Many say that's the reason parents keep lining up to get their kids vaccinated against H1N1 it's being called the "younger persons flu."
To date five children have died in North Carolina since the pandemic began. Usually one or two children die each year from the seasonal flu.
"A pretty high percentage of kids who've died from pandemic flu have had other conditions such as asthma or neurologic problems but not all," State Epidemiologist Dr. Zack Moore said. "There are always a minority of kids who do die with flu without having anything like that identified."

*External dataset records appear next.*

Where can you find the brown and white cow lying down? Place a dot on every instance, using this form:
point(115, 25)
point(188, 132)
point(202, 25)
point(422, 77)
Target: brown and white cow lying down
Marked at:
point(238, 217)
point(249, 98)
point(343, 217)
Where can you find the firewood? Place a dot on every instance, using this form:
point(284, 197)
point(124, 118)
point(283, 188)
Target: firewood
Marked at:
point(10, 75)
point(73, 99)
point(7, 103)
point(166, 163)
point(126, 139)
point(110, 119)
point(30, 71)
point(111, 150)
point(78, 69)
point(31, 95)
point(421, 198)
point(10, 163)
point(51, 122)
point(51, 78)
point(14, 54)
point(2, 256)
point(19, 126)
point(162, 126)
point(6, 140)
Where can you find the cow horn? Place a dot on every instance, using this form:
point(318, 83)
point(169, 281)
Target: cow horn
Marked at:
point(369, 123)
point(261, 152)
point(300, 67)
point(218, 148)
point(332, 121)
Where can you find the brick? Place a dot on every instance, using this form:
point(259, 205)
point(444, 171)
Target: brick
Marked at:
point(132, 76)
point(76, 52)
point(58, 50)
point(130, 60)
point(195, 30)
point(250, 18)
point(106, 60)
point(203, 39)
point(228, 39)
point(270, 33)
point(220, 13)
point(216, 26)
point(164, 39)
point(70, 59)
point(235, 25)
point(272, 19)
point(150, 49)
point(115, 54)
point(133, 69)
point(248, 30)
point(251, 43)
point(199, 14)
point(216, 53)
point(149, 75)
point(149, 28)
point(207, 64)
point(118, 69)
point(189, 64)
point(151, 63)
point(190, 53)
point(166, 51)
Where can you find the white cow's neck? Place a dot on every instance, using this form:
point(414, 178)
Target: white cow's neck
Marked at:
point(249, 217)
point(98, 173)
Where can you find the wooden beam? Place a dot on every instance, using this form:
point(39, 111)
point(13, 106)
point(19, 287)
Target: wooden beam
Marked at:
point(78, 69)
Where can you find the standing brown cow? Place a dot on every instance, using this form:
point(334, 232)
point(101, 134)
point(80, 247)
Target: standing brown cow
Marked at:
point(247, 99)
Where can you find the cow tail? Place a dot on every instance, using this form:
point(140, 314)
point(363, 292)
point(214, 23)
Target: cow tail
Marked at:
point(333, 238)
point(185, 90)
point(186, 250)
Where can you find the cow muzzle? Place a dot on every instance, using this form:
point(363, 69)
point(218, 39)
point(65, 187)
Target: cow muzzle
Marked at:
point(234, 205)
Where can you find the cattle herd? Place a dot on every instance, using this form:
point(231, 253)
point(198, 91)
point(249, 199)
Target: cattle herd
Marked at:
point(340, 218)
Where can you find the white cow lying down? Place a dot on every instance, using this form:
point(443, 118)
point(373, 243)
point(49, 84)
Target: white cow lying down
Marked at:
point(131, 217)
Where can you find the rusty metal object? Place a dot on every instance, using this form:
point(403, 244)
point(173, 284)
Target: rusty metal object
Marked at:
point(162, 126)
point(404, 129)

Dr. Moore says the pandemic is starting to slow down. Still, hundreds of people are going to hospitals across North Carolina each week with flu-like symptoms. Other states similar in size are only seeing dozens of patients.
"What we actually track is hospitalizations from influenza-like illness," Moore said."So it's not just for flu but anyone who comes in with fever plus cough or sore throat and has to be admitted to the hospital."
The good news is more vaccines are on the way. The CDC is telling the state that by mid-December there should be enough doses for anyone who wants one.
Durham County is holding a clinic Wednesday afternoon at the armory for kids needing their second dose of the H1N1 shot.
The Wake County Health Department is still waiting to get another shipment. However, some pharmacies and pediatricians have the vaccine available.
Health officials say you should call your doctor or pharmacist first and rely on the county as a last resort.